O painel carrega a respectiva bateria mas, se forem instaladas baterias (AA) recarregáveis nos sensores, estas _NÃO_ são carregadas.
Assim, creio que as pilhas dos sensores só lá estão para, no caso de falha da bateria do painel os alimentarem. 
Outras opiniões serão, como é evidente, bemvindas 
Cumps
cmg


----------



## usoldier (16 Out 2010 às 19:03)

A WRM200 traz painel solar de origem?


----------



## DRC (17 Out 2010 às 15:17)

Estou a ponderar adquirir essa estação mas o local onde a tenciono instalar só recebe sol com maior intensidade entre meados de Março e finais de Setembro, estando no Inverno quase que completamente á sombra.

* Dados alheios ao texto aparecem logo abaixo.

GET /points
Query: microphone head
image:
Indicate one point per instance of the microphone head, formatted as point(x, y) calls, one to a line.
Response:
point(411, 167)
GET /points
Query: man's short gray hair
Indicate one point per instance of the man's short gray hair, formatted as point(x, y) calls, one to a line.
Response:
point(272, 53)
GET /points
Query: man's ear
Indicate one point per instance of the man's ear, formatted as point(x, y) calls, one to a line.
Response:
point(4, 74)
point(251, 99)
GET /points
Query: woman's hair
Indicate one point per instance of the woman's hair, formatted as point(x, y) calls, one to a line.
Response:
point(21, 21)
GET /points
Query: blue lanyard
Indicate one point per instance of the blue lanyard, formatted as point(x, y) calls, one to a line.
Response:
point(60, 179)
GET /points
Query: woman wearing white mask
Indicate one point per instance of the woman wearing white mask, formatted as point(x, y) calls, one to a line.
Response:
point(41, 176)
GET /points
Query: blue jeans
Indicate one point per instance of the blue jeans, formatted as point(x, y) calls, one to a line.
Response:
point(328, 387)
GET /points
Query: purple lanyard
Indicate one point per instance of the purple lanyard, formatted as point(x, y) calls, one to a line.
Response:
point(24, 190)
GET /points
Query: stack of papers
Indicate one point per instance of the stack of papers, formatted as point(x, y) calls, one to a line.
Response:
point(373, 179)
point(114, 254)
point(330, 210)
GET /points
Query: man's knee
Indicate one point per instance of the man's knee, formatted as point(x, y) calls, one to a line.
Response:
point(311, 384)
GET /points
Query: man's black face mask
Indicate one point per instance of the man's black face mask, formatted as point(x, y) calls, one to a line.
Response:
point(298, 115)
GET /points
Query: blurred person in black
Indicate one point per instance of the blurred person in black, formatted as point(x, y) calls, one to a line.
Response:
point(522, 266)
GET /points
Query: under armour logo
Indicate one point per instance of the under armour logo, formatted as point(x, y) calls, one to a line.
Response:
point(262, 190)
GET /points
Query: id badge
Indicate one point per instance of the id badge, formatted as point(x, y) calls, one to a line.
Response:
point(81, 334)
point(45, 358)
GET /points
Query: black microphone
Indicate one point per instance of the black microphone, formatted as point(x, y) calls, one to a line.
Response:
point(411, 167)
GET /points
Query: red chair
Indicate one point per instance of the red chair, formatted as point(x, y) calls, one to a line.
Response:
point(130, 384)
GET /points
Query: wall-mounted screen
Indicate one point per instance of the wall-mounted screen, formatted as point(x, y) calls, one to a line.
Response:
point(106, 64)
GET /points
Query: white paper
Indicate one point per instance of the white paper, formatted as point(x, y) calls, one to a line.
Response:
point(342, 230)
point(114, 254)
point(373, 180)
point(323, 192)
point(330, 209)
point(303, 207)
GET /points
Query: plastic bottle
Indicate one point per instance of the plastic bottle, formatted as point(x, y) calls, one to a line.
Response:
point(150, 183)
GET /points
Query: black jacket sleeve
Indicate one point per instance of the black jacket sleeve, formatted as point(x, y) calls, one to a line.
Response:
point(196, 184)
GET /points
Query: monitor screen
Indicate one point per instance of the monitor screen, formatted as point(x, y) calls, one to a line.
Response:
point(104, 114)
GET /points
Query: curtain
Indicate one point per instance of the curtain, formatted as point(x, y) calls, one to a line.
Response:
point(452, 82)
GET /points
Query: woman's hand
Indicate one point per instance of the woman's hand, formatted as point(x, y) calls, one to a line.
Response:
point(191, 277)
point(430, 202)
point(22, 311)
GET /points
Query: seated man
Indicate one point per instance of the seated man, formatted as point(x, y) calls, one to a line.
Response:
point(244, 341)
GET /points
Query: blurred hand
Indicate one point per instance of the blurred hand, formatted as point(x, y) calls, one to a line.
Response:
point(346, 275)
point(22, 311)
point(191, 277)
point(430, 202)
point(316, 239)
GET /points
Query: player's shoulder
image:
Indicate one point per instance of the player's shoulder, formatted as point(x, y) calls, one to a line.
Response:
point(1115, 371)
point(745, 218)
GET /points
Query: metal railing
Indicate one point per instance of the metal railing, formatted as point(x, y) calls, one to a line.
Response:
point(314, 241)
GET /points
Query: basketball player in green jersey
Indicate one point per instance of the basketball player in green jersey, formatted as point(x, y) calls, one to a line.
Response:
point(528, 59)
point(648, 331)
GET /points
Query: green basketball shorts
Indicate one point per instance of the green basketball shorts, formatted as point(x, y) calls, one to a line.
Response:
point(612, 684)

Alguém sabe se posso instalar essa estação sem utilizar o painel solar (ou utilizá-lo só no Verão) e somente as pilhas?


----------



## zejorge (17 Out 2010 às 17:36)

Olá, boa tarde

A WMR 200, trás o painel solar de origem. Os sensores trabalham sem terem o painel solar ligado, desde que óbviamente tenham  pilhas.

Cumps

Zejorge


----------



## DRC (17 Out 2010 às 17:49)

zejorge disse:


> Olá, boa tarde
> 
> A WMR 200, trás o painel solar de origem. Os sensores trabalham sem terem o painel solar ligado, desde que óbviamente tenham  pilhas.
> 
> ...



Obrigado pela resposta.


----------



## DRC (17 Out 2010 às 18:18)

Estive a ver imagens da consola da wmr 200 e vi que possui UV, mas o sensor de UV vem logo directamente com a estação ou é preciso comprá-lo á parte?


----------



## Puma (17 Out 2010 às 20:24)

Boas....

Eu tenho a minha WMR200 em funcionamento desde o passado dia 20 de Setembro,  sem o respectivo painel solar, e até ao momento não tenho tido problemas com a recepção do sinal ou indicação de pilhas fracas. 

As pilhas que estão a ser usadas nos sensores, são as pilhas que acompanhavam a estação, Maxell Alkaline LR&6

Optei por não o colocar, primeiro porque tenho fácil acesso á estação   e segundo seria mais um " objecto " que iria provocar atrito com o vento e consequentemente fazer " vibrar " o mastro e perder alguma fiabilidade na medição da velocidade do vento. Se bem que o mastro está ladeado por dois cabos de aço.

O sensor UV é opcional, o qual custa cerca de € 55.00 

Espero ter ajudado.


----------



## zejorge (18 Out 2010 às 14:35)

Olá Puma

Os meus parabéns pela aquisição da WMR200. Pelo que li no teu post fiquei com a sensação que estás a utilizar o sensor da temperatura/humidade sem RS, utilizando apenas o que a estação trás.
Se assim for, aconselho-te a "fabricar" um RS, pois os dados fornecidos pelo sensor da estação sem essa protecção não são muito fiáveis.

Cumpts

Zejorge


----------



## Puma (18 Out 2010 às 21:10)

Olá ZeJorge 

Estou neste momento a trabalhar na construção de um RS, bem como na afinação do software.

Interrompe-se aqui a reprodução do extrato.